L'UE adopte la directive controversée sur le "secret des affaires"

Par latribune.fr  |   |  651  mots
Sur les 652 eurodéputés présents à Strasbourg, 503 se sont prononcés en faveur de cette directive, 131 contre et 18 se sont abstenus.
La directive européenne sur la protection du "secret des affaires" a été adoptée à une large majorité jeudi par le Parlement européen, au grand dam de journalistes, de lanceurs d'alerte, d'ONG et de syndicalistes, échaudés par le scandale des "Panama Papers".

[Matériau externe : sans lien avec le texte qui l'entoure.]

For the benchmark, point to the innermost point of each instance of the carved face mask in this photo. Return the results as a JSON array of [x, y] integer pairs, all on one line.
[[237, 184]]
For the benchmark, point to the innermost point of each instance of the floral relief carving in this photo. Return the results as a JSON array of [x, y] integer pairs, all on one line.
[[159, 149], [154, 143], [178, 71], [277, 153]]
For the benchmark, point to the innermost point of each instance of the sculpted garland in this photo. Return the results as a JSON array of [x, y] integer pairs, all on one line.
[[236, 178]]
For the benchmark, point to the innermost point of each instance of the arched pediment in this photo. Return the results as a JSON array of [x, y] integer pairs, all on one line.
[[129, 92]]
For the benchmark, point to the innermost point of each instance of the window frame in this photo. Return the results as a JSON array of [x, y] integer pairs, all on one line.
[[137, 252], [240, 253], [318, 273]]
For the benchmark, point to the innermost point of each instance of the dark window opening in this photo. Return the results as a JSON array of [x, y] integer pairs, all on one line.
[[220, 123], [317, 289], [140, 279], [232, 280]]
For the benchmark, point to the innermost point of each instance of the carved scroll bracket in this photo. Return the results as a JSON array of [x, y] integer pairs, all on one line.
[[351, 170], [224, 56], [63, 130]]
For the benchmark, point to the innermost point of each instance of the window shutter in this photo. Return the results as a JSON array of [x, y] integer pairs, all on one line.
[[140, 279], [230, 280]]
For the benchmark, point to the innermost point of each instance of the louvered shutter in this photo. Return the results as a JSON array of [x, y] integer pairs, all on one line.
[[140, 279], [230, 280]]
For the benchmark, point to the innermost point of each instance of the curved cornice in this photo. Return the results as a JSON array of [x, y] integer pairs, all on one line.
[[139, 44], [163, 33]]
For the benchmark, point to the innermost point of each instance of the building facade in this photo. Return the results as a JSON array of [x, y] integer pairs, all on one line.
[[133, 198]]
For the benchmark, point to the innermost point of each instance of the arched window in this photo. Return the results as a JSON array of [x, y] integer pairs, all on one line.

"En plein scandale des Panama Papers, l'urgence n'était pas de protéger les secrets d'affaires, mais bien les lanceurs d'alerte." dénonce déjà jeudi, Pascal Durand, eurodéputé des Verts et porte-parole sur les questions de transparence et de démocratie.

Lancée fin 2013 par le commissaire européen au Marché intérieur, le Français Michel Barnier, cette directive vise à instaurer un socle juridique européen pour lutter notamment contre l'espionnage industriel et protéger l'innovation. Mais elle a provoqué une levée de boucliers de nombreuses organisations syndicales et ONG européennes, inquiètes pour le respect des libertés fondamentales. Une pétition, lancée sur change.org par la journaliste de France 2 Elise Lucet, a notamment recueilli 530 000 signatures. Mercredi, elle exhortait sur Twitter les députés européens à rejeter la directive.

 "Défendre notre compétitivité"

Sur les 652 eurodéputés présents à Strasbourg, 503 se sont prononcés en faveur de cette directive, 131 contre et 18 se sont abstenus.

"Lutter contre l'espionnage économique et industriel, le pillage dont sont victimes nos entreprises européennes, protéger notre innovation et notre recherche, défendre notre compétitivité européenne, tels sont les principaux objectifs", avait défendu mercredi devant ses pairs l'eurodéputée française PPE (droite et centre-droit) Constance Le Grip, rapporteuse du projet.

 Selon elle, ce texte "équilibré (...) protège à la fois le savoir-faire des professionnels, le patrimoine immatériel des entreprises, mais aussi les libertés fondamentales et l'exercice du métier de journaliste et des activités des lanceurs d'alertes". Sur ces deux derniers points, même son de cloche du côté de Sylvie Guillaume, eurodéputée PS du Sud-Est.

Avec cette directive, "il s'agit de promouvoir la confiance des milliers d'entreprise, la plupart des PME, qui innovent tous les jours", avait aussi plaidé mercredi le commissaire européen à l'Elargissement, l'Autrichien Johannes Hahn.

Scandales sanitaires

Mais les eurodéputés Verts étaient farouchement opposés à ce texte et ont réclamé en vain au moins le report du vote. "Ce texte va rendre de facto plus difficile la tâche des lanceurs d'alerte et des journaux", s'est emporté Philippe Lamberts, coprésident du groupe Verts-ALE juste avant le vote. Principal reproche des détracteurs: la directive européenne "fait porter la charge de la preuve sur les lanceurs d'alerte et pas sur les entreprises", selon Philippe Lamberts.

Pour Michèle Rivasi, vice présidente Verts-ALE, "cette directive qui élargit de manière inconsidérée la définition du secret d'affaires risque d'avoir un impact négatif sur l'accès à l'information pourtant crucial dans les domaines sanitaires et de l'environnement. Des logiciels truqués de Volkswagen au tabac, en passant par l'amiante ou les denrées alimentaires, les scandales sanitaires ne manquent pourtant pas pour démontrer le caractère fondamental de la transparence aussi bien pour les consommateurs que pour le travail scientifique indépendant."

L'adoption de cette directive survient en effet quinze jours avant l'ouverture du procès, le 26 avril à Luxembourg, du lanceur d'alerte Antoine Deltour, à l'origine des révélations "LuxLeaks". Antoine Deltour et deux autres hommes, dont le journaliste français Edouard Perrin, sont inculpés pour avoir divulgué des centaines de documents confidentiels sur le traitement fiscal des multinationales installées au Luxembourg.

Ces documents concernaient des rescrits fiscaux accordés par l'administration et négociés par la firme PwC pour le compte de ses clients.